Neighborhood construction-based multi-objective evolutionary clustering algorithm with feature selection

Alakuş, Cansu
In this study, we address the clustering problem with unknown number of clusters having arbitrary shapes, intracluster and/or intercluster density differences, no outliers or noise. The data set may be high-dimensional with a number of redundant features. This study consists of two parts. In the first part, we propose a multi-objective evolutionary clustering algorithm, namely MOCNC, with three fundamental objectives of the clustering problem: compactness, separation, and connectivity. We use the multi-objective framework and nondominated sorting property of the well-known evolutionary algorithm NSGA-II to simultaneously optimize the compactness and separation objectives.
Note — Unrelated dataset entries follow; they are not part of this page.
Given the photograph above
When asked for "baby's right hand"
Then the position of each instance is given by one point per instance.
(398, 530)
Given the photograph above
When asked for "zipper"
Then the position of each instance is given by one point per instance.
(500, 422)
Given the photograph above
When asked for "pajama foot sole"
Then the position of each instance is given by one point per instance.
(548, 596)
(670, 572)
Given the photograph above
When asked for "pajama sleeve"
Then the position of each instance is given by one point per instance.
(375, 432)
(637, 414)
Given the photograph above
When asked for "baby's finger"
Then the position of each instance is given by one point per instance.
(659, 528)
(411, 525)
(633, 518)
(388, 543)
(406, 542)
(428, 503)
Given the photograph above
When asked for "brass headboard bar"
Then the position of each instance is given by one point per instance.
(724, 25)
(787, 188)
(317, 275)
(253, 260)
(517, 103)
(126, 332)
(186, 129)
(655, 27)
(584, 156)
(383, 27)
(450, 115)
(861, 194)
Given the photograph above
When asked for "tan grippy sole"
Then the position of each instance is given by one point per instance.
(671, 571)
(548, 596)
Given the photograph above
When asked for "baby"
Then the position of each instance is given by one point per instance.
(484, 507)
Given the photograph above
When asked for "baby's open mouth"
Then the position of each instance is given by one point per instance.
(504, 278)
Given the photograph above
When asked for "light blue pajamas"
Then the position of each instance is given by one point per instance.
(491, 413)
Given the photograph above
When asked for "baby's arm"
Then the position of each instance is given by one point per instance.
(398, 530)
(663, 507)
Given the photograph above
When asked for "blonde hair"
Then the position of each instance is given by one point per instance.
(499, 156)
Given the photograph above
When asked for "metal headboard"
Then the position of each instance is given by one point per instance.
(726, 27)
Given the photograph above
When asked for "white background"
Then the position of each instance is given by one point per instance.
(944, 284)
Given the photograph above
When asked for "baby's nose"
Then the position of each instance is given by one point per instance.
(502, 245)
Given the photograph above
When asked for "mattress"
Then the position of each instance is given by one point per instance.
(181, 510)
To handle the connectivity objective, a special Neighborhood Construction (NC) algorithm is used as a preprocessor. In the second part, we extend the MOCNC algorithm as MOCNC-F for the feature selection problem where the data sets may contain an unknown number of redundant features. In this algorithm, different subsets of features are selected in solutions and clustering is performed using the selected features. The output of MOCNC-F is a set of nondominated clustering solutions each with different compactness and separation values, and possibly with different feature subsets. Our algorithms are unique in that they solve the feature selection and clustering problem simultaneously using the three fundamental objectives, which are compactness, separation, and connectivity, explicitly. The proposed algorithms do not need any user-defined problem parameters. We have experimented with the algorithms on generated and benchmark data sets, and obtained promising results based on selected performance criteria.